At which point everybody laughs, and Scott points to the IM, and they go again, from the original setup and Kris's intended line- "Doesn't your husband make a webcomic?"
"He does a thing. Anyway, XKCD..."
Now, here's why the tagline to the Apple of Discord review is "Makin' sprockets".
The styles of creating humor shown by Scott and Kris in that exchange are very, very different. The fact is, Scott's version of the skit is just funnier. It's mean, it's loaded with implications, it covers an incredible amount of ground with very few (four!) very simple words, and it's a perfect setup. But, there was no room for Kris to improvise on that at all- he needed to recite lines fed him by Scott in order for the funnier joke to come off.
By comparison, the way Kris was riffing, he had people laughing even though "Makin' sprockets" and "Get back to work!" aren't the funniest jokes you could possibly have. They're fuzzier, not anything like as tight as Scott's jokes, but Kris came up with them without even a hesitation and had everyone laughing anyway, even though Scott's joke was tighter and he had it instantly.
(Cue Scott with, "That's why I get paid the big bucks!". Which would also be a funny retort- and which is also a little mean, and a little alienating.)
Adam Smithee is in the Kris Straub camp, not the Scott Kurtz camp.

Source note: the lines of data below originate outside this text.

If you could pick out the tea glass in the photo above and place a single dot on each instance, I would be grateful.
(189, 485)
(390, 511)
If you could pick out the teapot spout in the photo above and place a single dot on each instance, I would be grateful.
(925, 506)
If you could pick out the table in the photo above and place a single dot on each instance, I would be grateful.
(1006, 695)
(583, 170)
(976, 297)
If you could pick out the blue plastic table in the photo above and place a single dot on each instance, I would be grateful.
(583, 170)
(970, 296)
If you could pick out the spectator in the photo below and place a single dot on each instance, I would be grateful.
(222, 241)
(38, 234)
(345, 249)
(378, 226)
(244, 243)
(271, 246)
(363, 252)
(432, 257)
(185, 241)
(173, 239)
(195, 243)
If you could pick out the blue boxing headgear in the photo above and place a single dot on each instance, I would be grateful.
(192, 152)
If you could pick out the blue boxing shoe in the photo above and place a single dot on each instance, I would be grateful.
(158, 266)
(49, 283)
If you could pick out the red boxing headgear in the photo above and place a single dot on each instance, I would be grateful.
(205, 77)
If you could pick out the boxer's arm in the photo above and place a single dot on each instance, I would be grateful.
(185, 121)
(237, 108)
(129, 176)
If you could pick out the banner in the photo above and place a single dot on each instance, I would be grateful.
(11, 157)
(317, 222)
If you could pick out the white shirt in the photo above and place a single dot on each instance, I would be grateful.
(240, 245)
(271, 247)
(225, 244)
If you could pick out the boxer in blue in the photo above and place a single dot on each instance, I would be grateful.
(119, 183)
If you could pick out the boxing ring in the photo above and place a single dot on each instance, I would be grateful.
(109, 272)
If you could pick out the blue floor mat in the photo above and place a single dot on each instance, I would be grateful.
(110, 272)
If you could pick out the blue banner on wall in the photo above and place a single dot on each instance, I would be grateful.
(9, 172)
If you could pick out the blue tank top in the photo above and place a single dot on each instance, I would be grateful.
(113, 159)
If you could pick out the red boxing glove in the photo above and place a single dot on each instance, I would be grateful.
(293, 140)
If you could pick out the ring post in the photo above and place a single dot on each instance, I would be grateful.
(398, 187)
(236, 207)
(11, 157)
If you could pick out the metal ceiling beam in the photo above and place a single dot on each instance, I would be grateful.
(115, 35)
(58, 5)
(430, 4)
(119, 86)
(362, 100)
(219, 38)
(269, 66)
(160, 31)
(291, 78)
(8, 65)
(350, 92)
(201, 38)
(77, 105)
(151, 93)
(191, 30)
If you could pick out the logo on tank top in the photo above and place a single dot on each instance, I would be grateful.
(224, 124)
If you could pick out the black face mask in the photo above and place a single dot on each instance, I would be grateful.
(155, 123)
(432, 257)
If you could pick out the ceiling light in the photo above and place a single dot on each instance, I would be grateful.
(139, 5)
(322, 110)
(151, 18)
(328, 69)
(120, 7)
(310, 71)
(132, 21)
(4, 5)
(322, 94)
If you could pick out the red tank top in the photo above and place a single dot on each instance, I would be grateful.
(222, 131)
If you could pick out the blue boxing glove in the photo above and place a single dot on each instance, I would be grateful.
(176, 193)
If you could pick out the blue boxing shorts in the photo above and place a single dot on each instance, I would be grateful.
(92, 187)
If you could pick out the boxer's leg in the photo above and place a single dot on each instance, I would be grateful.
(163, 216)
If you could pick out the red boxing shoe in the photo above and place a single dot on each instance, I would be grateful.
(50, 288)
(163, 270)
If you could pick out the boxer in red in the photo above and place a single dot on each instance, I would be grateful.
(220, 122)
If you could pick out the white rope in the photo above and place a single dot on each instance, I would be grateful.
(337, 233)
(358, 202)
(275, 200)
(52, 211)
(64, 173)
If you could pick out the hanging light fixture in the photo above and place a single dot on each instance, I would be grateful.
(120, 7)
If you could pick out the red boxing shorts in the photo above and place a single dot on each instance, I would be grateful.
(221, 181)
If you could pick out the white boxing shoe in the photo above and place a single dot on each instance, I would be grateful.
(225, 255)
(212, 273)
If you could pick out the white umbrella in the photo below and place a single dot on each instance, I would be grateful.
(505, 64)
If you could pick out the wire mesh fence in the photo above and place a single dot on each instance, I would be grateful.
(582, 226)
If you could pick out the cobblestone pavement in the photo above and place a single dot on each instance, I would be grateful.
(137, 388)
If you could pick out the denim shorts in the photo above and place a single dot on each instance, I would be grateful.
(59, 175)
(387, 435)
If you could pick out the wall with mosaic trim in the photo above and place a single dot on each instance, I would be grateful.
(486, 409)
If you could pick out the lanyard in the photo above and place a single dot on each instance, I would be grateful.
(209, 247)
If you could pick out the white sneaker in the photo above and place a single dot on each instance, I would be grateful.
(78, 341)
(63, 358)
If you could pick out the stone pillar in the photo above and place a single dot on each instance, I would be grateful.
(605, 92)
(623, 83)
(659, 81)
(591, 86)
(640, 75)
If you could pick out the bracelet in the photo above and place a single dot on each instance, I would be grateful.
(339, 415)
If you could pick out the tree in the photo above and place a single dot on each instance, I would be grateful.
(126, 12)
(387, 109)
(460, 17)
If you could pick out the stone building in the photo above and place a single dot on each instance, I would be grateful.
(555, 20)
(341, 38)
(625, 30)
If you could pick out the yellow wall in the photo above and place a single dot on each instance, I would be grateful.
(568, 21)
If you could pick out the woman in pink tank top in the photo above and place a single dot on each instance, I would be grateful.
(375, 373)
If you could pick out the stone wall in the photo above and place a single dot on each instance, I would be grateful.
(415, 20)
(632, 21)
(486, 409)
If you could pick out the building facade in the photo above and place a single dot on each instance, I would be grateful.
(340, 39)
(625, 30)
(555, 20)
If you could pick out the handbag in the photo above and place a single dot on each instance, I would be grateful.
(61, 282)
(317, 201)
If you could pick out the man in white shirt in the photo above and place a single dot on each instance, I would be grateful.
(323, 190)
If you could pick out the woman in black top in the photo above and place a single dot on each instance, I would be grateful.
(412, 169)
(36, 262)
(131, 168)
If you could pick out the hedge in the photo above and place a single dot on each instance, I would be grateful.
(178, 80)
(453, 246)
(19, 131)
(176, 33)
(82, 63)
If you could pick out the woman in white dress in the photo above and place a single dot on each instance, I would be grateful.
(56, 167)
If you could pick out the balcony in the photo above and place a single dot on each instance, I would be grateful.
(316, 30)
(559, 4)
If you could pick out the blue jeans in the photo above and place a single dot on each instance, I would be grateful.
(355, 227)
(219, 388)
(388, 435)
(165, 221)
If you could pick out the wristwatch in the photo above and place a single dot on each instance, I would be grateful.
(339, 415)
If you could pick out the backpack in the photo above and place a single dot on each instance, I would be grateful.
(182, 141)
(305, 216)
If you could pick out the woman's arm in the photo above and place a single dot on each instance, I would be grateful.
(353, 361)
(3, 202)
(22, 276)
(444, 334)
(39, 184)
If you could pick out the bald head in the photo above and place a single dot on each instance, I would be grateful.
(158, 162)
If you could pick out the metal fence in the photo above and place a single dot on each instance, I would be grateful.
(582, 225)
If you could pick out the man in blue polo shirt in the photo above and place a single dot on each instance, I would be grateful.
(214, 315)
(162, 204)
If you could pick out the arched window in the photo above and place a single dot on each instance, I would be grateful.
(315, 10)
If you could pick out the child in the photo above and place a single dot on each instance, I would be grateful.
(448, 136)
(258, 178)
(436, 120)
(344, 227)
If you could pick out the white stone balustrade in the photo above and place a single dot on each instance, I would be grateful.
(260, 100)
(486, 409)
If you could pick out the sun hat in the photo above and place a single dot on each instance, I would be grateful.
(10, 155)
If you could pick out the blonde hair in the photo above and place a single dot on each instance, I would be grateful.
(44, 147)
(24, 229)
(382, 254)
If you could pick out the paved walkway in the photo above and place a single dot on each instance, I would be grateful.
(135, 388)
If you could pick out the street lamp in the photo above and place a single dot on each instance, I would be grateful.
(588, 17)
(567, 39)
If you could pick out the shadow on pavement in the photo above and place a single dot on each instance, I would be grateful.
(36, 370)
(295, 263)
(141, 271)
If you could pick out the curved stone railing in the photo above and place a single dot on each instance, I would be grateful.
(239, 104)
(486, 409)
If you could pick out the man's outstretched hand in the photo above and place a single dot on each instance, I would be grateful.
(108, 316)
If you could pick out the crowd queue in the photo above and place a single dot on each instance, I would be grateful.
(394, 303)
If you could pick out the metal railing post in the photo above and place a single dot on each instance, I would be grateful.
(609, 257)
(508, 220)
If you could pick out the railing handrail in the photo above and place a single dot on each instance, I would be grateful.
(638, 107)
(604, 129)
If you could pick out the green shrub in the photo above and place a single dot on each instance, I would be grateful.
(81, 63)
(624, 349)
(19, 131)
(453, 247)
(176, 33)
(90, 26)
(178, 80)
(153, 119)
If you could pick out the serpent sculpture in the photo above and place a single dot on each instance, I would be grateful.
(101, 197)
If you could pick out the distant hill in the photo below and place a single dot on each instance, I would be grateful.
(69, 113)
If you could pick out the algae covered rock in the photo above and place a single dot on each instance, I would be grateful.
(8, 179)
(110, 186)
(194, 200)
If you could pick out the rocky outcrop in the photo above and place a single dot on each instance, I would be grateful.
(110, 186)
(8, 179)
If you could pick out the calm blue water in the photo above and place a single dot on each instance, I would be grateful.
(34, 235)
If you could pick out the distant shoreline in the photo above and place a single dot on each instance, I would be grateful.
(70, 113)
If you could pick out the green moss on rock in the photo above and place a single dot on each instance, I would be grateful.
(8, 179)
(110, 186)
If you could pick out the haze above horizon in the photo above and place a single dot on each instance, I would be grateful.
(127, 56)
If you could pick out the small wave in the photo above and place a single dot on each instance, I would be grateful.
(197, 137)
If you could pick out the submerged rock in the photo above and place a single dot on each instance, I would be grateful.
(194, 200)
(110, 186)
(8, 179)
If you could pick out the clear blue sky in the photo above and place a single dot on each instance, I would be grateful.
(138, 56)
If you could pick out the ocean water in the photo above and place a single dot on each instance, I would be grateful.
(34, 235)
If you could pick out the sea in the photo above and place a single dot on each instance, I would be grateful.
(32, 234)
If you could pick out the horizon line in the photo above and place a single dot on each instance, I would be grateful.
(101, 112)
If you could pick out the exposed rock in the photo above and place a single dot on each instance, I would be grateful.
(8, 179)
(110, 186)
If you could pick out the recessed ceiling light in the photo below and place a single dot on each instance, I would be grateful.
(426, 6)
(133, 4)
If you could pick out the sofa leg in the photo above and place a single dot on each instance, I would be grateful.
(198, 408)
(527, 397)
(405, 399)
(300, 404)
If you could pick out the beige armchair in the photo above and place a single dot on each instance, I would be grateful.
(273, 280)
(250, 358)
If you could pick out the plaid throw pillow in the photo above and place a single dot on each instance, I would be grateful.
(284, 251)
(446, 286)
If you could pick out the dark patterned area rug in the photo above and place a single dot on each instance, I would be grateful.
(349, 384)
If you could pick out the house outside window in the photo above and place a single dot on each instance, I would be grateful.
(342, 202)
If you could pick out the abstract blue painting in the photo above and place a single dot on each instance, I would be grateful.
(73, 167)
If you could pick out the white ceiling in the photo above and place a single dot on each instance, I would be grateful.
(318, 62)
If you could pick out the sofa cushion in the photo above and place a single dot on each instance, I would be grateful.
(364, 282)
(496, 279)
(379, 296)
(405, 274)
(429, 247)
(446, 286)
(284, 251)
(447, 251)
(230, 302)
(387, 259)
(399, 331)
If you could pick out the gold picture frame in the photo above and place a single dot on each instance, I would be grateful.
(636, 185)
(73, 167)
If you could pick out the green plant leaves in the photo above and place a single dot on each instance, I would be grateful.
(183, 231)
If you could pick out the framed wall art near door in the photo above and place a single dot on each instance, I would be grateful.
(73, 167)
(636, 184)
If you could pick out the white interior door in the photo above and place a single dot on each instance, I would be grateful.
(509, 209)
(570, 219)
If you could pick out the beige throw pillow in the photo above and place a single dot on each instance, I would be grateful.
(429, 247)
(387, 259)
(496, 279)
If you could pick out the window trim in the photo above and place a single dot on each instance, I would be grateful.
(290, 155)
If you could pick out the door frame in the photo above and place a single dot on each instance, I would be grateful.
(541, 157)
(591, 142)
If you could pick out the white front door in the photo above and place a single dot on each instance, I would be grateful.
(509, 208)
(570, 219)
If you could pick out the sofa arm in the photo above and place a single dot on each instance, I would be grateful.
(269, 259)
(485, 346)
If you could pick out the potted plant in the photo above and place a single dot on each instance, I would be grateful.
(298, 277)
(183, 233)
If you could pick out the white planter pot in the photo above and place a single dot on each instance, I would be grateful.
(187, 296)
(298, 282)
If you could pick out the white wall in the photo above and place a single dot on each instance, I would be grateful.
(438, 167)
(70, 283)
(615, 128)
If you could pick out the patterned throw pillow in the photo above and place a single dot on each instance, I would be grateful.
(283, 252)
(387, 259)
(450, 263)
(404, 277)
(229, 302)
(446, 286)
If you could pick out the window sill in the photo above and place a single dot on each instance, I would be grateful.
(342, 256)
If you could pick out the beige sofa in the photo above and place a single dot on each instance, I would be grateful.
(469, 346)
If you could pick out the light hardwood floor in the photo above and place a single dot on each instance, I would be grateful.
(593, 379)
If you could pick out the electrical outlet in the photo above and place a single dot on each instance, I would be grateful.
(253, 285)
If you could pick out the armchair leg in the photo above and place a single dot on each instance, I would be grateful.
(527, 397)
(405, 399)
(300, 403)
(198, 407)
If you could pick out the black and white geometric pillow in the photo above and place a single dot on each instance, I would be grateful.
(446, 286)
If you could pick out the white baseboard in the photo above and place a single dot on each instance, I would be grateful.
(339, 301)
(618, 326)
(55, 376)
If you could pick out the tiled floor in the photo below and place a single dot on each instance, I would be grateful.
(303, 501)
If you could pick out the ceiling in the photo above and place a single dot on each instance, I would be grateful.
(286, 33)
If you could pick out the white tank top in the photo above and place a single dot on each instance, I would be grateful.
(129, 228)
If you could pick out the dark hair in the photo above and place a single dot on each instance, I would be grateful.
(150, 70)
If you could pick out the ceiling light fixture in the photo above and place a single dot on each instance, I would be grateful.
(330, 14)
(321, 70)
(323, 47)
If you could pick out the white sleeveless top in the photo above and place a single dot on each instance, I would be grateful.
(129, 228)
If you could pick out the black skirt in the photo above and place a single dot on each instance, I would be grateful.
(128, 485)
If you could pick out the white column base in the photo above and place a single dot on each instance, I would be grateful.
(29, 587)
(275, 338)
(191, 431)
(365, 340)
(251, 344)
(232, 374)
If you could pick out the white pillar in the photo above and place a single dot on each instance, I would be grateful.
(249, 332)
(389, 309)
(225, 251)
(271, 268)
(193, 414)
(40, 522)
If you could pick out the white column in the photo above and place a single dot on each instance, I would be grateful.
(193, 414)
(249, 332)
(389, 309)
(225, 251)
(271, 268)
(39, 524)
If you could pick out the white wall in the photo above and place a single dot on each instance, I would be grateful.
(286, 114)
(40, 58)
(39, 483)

He doesn't have the ruthlessness, the discipline, perhaps the confidence to come up with a guaranteed killer joke and put everything into that- the sort of 'screaming headlong stab at a single tiny target' that guys at Kurtz's level can pull off. He will instead do a version of what Straub is so good at- throwing out a lot of generally funny stuff, doing a little tapdance, putting in a little more effort, thinking up a new widget or webpage tweak- and the shoutbox on the Apple of Discord page shows people enjoying these efforts.
Artists are like Elwood P. Dowd. You must be oh, so smart, or oh, so pleasant. It's tempting to assume that it's all about being the most smart, the most scathing wit, and you can earn respect by this, but it becomes about your ability to perform at that level. It requires daring and the willingness to risk terrible failure, and your highest achievements will always be the riskiest ones that could get you in the most trouble. That's a tough gig.
If you just keep plugging away and genuinely want to be pleasant and entertain, and you work tirelessly at it, it will show through in many ways, and you'll instead earn love. Then you can sneak in a little respect where it's convenient, but you have a fall-back position and you're hedging your bets in lots of ways- and you never forget that you're trying to do something for people.
And that's just good sense.
And that, in the end, is what got me reviewing Apple of Discord with a lot of sympathy even though I hadn't been that blown away by the jokes- I kept looking, and became more and more aware that Adam Smithee was really "makin' sprockets", plugging diligently away and getting better and never forgetting that he was out to amuse me.
I do love the outbursts of strips like 'E and Mu', of which I said "I love this fucking comic", but the thing is, I realize a thing like that is totally out of my control. That artist could start doing any number of things I might hate, and I'd be out of luck because nothing about it is trying to amuse me, or even aware of my existence. I don't think that guy could tailor his strip if you begged him- it's strictly an undisciplined outburst. You have to go to it, it won't or can't come to you.
It's good to not be too hung up on that sort of thing as a comic reader, because if those strips all flamed out in masturbatory self-indulgence, Apple of Discord would still be there throwing out jokes and unexpected premises, and it would still be making an effort to be fun to visit. And I will be keeping an eye on it- probably through Kallisti's forum sig, knowing that he's set it up to give him a little list-boost when I visit his page that way.
I think he deserves some readership love.
If he keeps sharpening up his jokes, he'll deserve some respect as well.